C’est l’histoire de deux mecs avec une intention

Ludovic Dujardin et Benjamin Blasco, les deux fondateurs de Petit Bambou

Petit-Bambou, au départ, c’est une page Facebook conçue en décembre 2010 par Ludovic Dujardin, Ingénieur électronique et serial entrepreneur formé à l’ISEN de Lille. Grâce à une combinaison habile de posts positifs et de jeux viraux, Ludovic à très vite monté la page à 1 million d’abonnés. “Je revenais des Etats-Unis et j’ai trouvé les Français déprimés, j’avais envie de redonner le sourire aux gens.” 

Et cette source de positif va donner des idées à Benjamin Blasco, X-Télécom, qui décide totalement par hasard, un soir de pic de stress, d’essayer la méditation après s’être vu interagir avec pas moins de 3 écrans en face de lui et constaté “son incapacité à être vraiment là”.

Avec l’aide précieuse d’un ami, Laurent Cerveau, alors n°2 technique chez Apple, les deux amis décident donc de créer une app de méditation à partir de la communauté de Ludovic. Le coup de crayon génial de Nicolas Jumel, le petit moine,  lui donnera son identité visuelle distinctive. 

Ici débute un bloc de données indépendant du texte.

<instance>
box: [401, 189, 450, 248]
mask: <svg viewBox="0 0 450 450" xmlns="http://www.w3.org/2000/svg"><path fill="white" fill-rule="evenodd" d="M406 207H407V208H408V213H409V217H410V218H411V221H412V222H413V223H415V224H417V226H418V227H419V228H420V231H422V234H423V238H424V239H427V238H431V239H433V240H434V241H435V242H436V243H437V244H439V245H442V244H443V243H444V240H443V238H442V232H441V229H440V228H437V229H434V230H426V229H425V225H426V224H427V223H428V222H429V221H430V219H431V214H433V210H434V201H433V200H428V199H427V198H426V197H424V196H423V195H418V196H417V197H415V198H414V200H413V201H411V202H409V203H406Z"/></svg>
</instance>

L’app verra le jour en Janvier 2015 sur iOS, la version Android, la version Android viendra 8 mois après. 

Pourquoi une app et pourquoi le smartphone ? “Nous voulions aller chercher les gens là où les gens sont…prendre les gens dans leur époque et dans leur temps. Explorer aussi les possibilités de démocratisation de la technologie, donner la chance à chacun d’avoir un Christophe André dans sa poche.” explique Benjamin. 

“On voulait créer une app au ton sincère, simple, pas supérieur. Avec des voix qui parlent à notre enfant intérieur” nous confie Ludovic Dujardin.“On ne crée pas une communauté à partir d’une ambition mais à partir d’une intention”.

La surprise, c’est que des 1 million d’abonnés Facebook, seuls quelques milliers viendront sur l’app. Qu’à cela ne tienne, la presse séduite par l’aventure fera le reste et Petit-Bambou bénéficiera d’une croissance organique, naturelle et rapide sur les Appstores. Leur business model ; des abonnements à 3, 6, mois, 1an ou à vie après 8 séances gratuites. Dès fin 2016, Petit Bambou compte plus d’1 million d’utilisateurs. Aujourd’hui l’app en compte 8,8 millions.

La croissance : organique et naturelle

N’allez pas chercher une histoire de whales, d’analytics, de cohortes, de tests multivariés ou de paniers moyens. Chez Petit Bambou on rejette calmement mais fermement les mantras du growth hacking, de la data et de l’hypercroissance synthétique. 

”Nous avons été profitables dès le début” plaide Ludovic Dujardin. Le duo se félicite à posteriori de n’être pas parvenu à convaincre les 12 VC de la place parisienne au début de l’aventure. Les deux fondateurs expliqueront qu’ils avaient refusé de jouer le jeu de l’Unicornisation et que leurs interlocuteurs, exclusivement masculins à l’époque, avaient, à vrai dire, un peu de mal à comprendre cette activité à 66% féminine. “Il y avait comme un petit a priori sur la méditation” confiera pudiquement Ludovic.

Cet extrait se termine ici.